The Truth About Geronimo
The Truth About Geronimo by Britton Davis
Davis' book reads like a good adventure novel: fast-paced and entertaining but full of keen observations and documentary evidence relating to life on the San Carlos Apache Reservation, the circumstances of the last Chiricahua outbreak in 1886 and Geronimo's definitive surrender to Gen. Nelson Miles, in which Davis' colleague, Lt. Charles Gatewood, played a key role. The injustice done the latter by the lack of official and public recognition of his critical efforts was what drove Davis to write this book.
Davis gives a very fast paced blow-by-blow description of the 1882 battle of Big Dry Wash, in which he participated. This was just off of Chevelon Creek, on the Mogollon Rim, where I've hiked and backpacked. He then was assigned to assist Emmett Crawford administrating the San Carlos Reservation and training Apache scouts for the army, while Gatewood, assisted by Hamilton Roach, did the same at Fort Apache (White Mountain). Both reservations had been placed under military control by Gen. Crook in 1882 to try and counter the nefarious influence of civilian agents reporting to the Interior Department, and their allies in the surrounding Anglo and Hispanic communities.
Crook and his Apache scout troops tracked down and surprised a large group of Chiricahua who had fled the reservation and crossed the border in 1883, in the Sierra Madre. He brought back most of the women, children and old folks with him, while the remainder, the real fighting force, promised to come in two months later. After three months they still hadn't showed up, and the citizenry of the border states and their newspapers were clamoring for Crook's hide. Crook then sent Davis south with a troop of scouts to find them and get them to honor their word. This makes fascinating reading, both for descriptions of Geronimo & Co., and for a great example of the challenges the army faced keeping civilians from disrupting the agreements they'd made with the Apaches. Specifically, shortly after Geronimo crossed the border into Arizona to (very belatedly) honor his agreement, Davis was faced with two Arizona lawmen in the San Simon Valley who had a warrant for the arrest of the Apache and his band. This would have resulted in a disaster for Crook's policy of fighting hostile Apaches, by making (and honoring) peace accords with those that were willing to return and live on the reservation. Davis convinced an initially furious Geronimo to work with him and he and the Apaches slipped away in the night for San Carlos with their herd of stolen Mexican livestock and left the lawmen flat-footed and far behind.
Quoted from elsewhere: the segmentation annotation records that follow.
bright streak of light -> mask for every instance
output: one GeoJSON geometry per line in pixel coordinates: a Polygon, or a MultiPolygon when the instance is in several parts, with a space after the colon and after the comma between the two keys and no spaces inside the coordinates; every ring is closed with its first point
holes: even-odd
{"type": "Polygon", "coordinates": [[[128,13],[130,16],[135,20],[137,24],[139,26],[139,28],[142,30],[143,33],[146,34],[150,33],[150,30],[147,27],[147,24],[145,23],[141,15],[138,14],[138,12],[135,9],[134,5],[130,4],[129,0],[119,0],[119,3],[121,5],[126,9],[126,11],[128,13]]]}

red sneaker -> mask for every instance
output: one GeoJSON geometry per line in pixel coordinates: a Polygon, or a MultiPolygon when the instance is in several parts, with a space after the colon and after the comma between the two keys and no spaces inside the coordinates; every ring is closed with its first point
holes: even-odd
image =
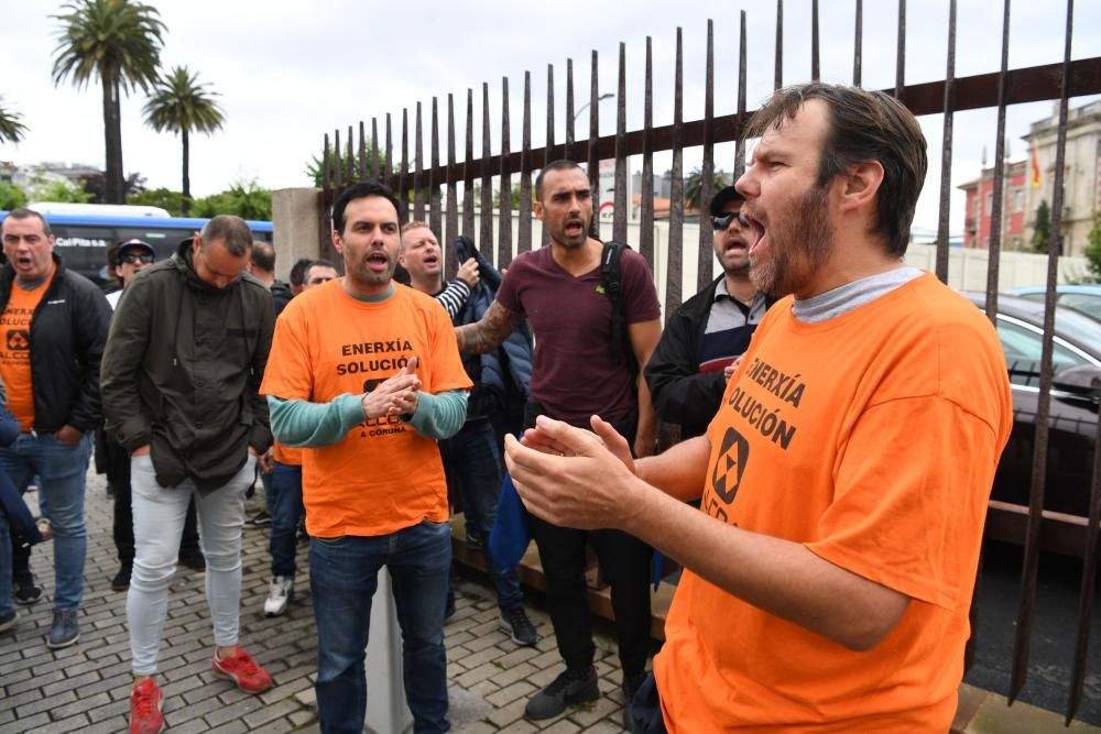
{"type": "Polygon", "coordinates": [[[130,734],[161,734],[164,716],[161,703],[164,697],[152,678],[146,678],[130,692],[130,734]]]}
{"type": "Polygon", "coordinates": [[[233,657],[219,659],[215,653],[210,668],[216,676],[232,680],[246,693],[263,693],[272,687],[272,677],[268,671],[240,647],[236,649],[233,657]]]}

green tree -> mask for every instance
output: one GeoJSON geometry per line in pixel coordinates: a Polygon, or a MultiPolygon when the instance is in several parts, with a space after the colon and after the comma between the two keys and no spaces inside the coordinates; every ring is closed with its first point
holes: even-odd
{"type": "Polygon", "coordinates": [[[77,0],[53,15],[61,22],[54,50],[54,85],[72,77],[78,89],[98,79],[103,95],[103,144],[108,204],[126,200],[119,94],[148,90],[156,81],[161,34],[152,6],[131,0],[77,0]]]}
{"type": "Polygon", "coordinates": [[[1047,252],[1047,245],[1051,241],[1051,207],[1047,206],[1047,199],[1040,199],[1036,207],[1036,223],[1033,224],[1032,248],[1036,252],[1047,252]]]}
{"type": "Polygon", "coordinates": [[[1101,211],[1093,212],[1093,228],[1086,244],[1086,260],[1094,283],[1101,283],[1101,211]]]}
{"type": "Polygon", "coordinates": [[[26,134],[26,125],[20,122],[23,116],[13,109],[4,107],[0,97],[0,143],[18,143],[26,134]]]}
{"type": "Polygon", "coordinates": [[[242,219],[270,221],[272,193],[255,180],[237,182],[225,191],[196,199],[192,213],[196,217],[237,215],[242,219]]]}
{"type": "Polygon", "coordinates": [[[26,206],[26,191],[15,184],[0,180],[0,210],[11,211],[26,206]]]}
{"type": "Polygon", "coordinates": [[[184,146],[184,213],[192,205],[192,179],[189,174],[190,142],[188,135],[194,130],[208,135],[220,130],[226,116],[215,101],[216,91],[206,89],[198,83],[198,74],[192,74],[186,66],[176,66],[162,77],[153,89],[153,96],[145,103],[145,124],[157,132],[171,130],[179,135],[184,146]]]}
{"type": "Polygon", "coordinates": [[[184,216],[184,195],[167,188],[146,189],[141,194],[127,197],[127,204],[139,204],[146,207],[167,209],[173,217],[184,216]]]}
{"type": "MultiPolygon", "coordinates": [[[[721,168],[715,172],[712,177],[711,191],[719,191],[727,186],[730,186],[730,174],[721,168]]],[[[704,168],[702,166],[697,166],[693,168],[693,172],[688,174],[688,178],[685,179],[685,205],[688,209],[695,209],[699,211],[702,207],[700,206],[699,197],[704,190],[704,168]]]]}

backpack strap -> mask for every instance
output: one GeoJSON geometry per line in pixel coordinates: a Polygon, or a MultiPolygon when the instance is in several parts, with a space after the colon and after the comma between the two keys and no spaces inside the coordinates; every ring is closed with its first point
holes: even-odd
{"type": "Polygon", "coordinates": [[[612,357],[617,363],[629,366],[632,374],[637,374],[639,362],[634,358],[631,338],[626,330],[626,307],[623,305],[623,271],[620,264],[623,251],[630,249],[631,245],[624,242],[615,242],[614,240],[604,242],[600,253],[600,284],[603,286],[604,295],[612,304],[612,357]]]}

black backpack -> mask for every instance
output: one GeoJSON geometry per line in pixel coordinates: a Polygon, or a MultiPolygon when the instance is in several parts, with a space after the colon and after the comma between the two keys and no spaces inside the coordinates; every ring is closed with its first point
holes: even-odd
{"type": "Polygon", "coordinates": [[[626,308],[623,305],[623,271],[620,261],[623,259],[623,251],[630,250],[631,245],[614,240],[604,242],[604,249],[600,253],[600,284],[603,286],[604,295],[612,303],[612,328],[610,347],[612,359],[617,364],[626,366],[632,375],[639,374],[639,360],[634,357],[634,349],[631,347],[631,336],[626,329],[626,308]]]}

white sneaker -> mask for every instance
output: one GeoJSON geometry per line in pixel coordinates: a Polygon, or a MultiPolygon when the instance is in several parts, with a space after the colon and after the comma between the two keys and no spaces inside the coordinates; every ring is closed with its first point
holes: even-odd
{"type": "Polygon", "coordinates": [[[276,576],[271,580],[268,599],[264,600],[264,614],[279,616],[286,611],[286,605],[294,599],[294,579],[288,576],[276,576]]]}

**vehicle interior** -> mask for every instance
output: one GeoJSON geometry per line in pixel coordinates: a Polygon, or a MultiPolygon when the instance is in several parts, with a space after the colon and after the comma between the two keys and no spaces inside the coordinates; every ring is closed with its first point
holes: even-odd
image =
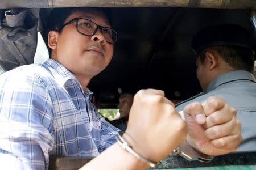
{"type": "MultiPolygon", "coordinates": [[[[179,1],[125,1],[130,3],[122,3],[123,1],[121,0],[116,1],[119,3],[92,1],[90,4],[82,1],[73,4],[61,1],[52,1],[55,3],[48,1],[13,1],[0,2],[1,19],[5,18],[4,12],[10,9],[28,7],[38,10],[39,15],[35,17],[40,27],[38,26],[38,32],[40,32],[45,43],[46,23],[51,8],[74,6],[108,8],[112,27],[118,33],[118,40],[110,63],[89,86],[92,91],[99,94],[100,108],[117,108],[121,92],[157,88],[163,90],[167,97],[171,100],[185,100],[200,92],[196,75],[197,56],[191,48],[191,42],[193,37],[204,28],[224,23],[238,24],[250,31],[252,36],[256,36],[256,2],[253,0],[234,1],[230,4],[226,2],[225,5],[218,6],[214,3],[212,6],[210,3],[208,4],[207,1],[188,1],[183,3],[179,1]]],[[[24,20],[29,26],[30,17],[26,16],[24,20]]],[[[35,48],[36,45],[34,45],[35,48]]],[[[23,64],[32,63],[35,53],[33,51],[30,56],[27,56],[23,64]]],[[[0,52],[0,55],[5,54],[0,52]]],[[[9,57],[6,61],[3,58],[0,61],[2,72],[13,69],[14,62],[22,65],[17,58],[9,57]]],[[[182,158],[168,159],[155,169],[229,165],[256,168],[255,152],[220,156],[208,164],[188,163],[182,158]],[[174,162],[176,163],[171,163],[174,162]]],[[[68,164],[67,160],[63,162],[68,164]]],[[[68,169],[68,167],[65,169],[75,167],[73,165],[68,169]]],[[[226,169],[222,167],[221,169],[226,169]]]]}

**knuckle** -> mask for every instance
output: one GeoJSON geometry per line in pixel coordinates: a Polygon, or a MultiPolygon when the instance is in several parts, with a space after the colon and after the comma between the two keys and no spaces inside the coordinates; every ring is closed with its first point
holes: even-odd
{"type": "Polygon", "coordinates": [[[216,97],[212,96],[207,99],[207,103],[209,107],[216,108],[218,107],[218,101],[216,100],[216,97]]]}
{"type": "Polygon", "coordinates": [[[218,138],[220,136],[220,131],[218,128],[213,128],[211,132],[212,136],[214,138],[218,138]]]}
{"type": "Polygon", "coordinates": [[[137,100],[138,99],[140,99],[142,96],[143,95],[143,94],[145,93],[144,92],[145,90],[142,89],[139,90],[136,94],[134,95],[134,100],[137,100]]]}
{"type": "Polygon", "coordinates": [[[237,121],[236,122],[237,122],[237,126],[239,128],[239,129],[241,129],[241,128],[242,127],[242,123],[241,123],[241,122],[238,119],[237,119],[237,121]]]}
{"type": "Polygon", "coordinates": [[[216,114],[211,114],[209,117],[210,122],[213,125],[217,125],[219,124],[221,122],[221,118],[220,116],[217,116],[216,114]]]}
{"type": "Polygon", "coordinates": [[[237,109],[236,109],[233,108],[231,108],[231,113],[232,113],[232,114],[233,115],[236,116],[237,115],[237,109]]]}
{"type": "Polygon", "coordinates": [[[216,144],[219,147],[225,147],[228,143],[224,139],[221,138],[217,141],[216,144]]]}
{"type": "Polygon", "coordinates": [[[179,117],[176,120],[176,122],[177,127],[176,129],[178,132],[186,133],[187,131],[187,124],[182,118],[179,117]]]}
{"type": "Polygon", "coordinates": [[[199,102],[193,102],[191,104],[191,109],[193,110],[198,107],[199,105],[201,105],[201,103],[199,102]]]}
{"type": "Polygon", "coordinates": [[[163,101],[163,97],[162,96],[157,95],[154,96],[152,102],[154,103],[160,103],[163,101]]]}

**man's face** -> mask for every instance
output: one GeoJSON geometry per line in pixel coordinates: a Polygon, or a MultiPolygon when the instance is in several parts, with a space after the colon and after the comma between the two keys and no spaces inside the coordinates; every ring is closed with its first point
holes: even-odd
{"type": "Polygon", "coordinates": [[[200,58],[196,60],[196,76],[200,83],[201,87],[204,91],[207,86],[207,70],[204,63],[201,63],[200,58]]]}
{"type": "Polygon", "coordinates": [[[130,110],[133,101],[133,96],[131,95],[121,95],[119,98],[119,104],[117,108],[120,112],[120,118],[128,118],[130,110]]]}
{"type": "MultiPolygon", "coordinates": [[[[75,18],[90,20],[97,24],[111,27],[106,16],[95,10],[77,11],[71,14],[64,23],[75,18]]],[[[58,34],[56,56],[57,61],[75,76],[92,78],[109,63],[113,53],[113,45],[106,42],[105,37],[98,29],[92,36],[78,32],[76,22],[64,27],[58,34]]]]}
Of key importance is Davis' account of his 1885 confrontation with the Chiricahua after a tiswin drunk on what today is the White Mountain Reservation that, through a series of unfortunate mis-steps, led to their flight into Mexico, Crook's resignation and Miles cloaking himself in the glory of Geronimo's final surrender.
What I found most interesting in Davis' book are his descriptions of the individual players on the Apache side and of Apache culture in general. As in Utley's biography (reviewed by me recently), Geronimo comes off not as a heroic Native resistance fighter, but as a brave and cunning raider with a drinking problem, who was generally untrustworthy. He was ultimately forced into surrender by unrelenting pressure from both sides of the border, but especially from the US Army and its Apache scouts, due to the cross-border agreement signed by the US and Mexico in 1882.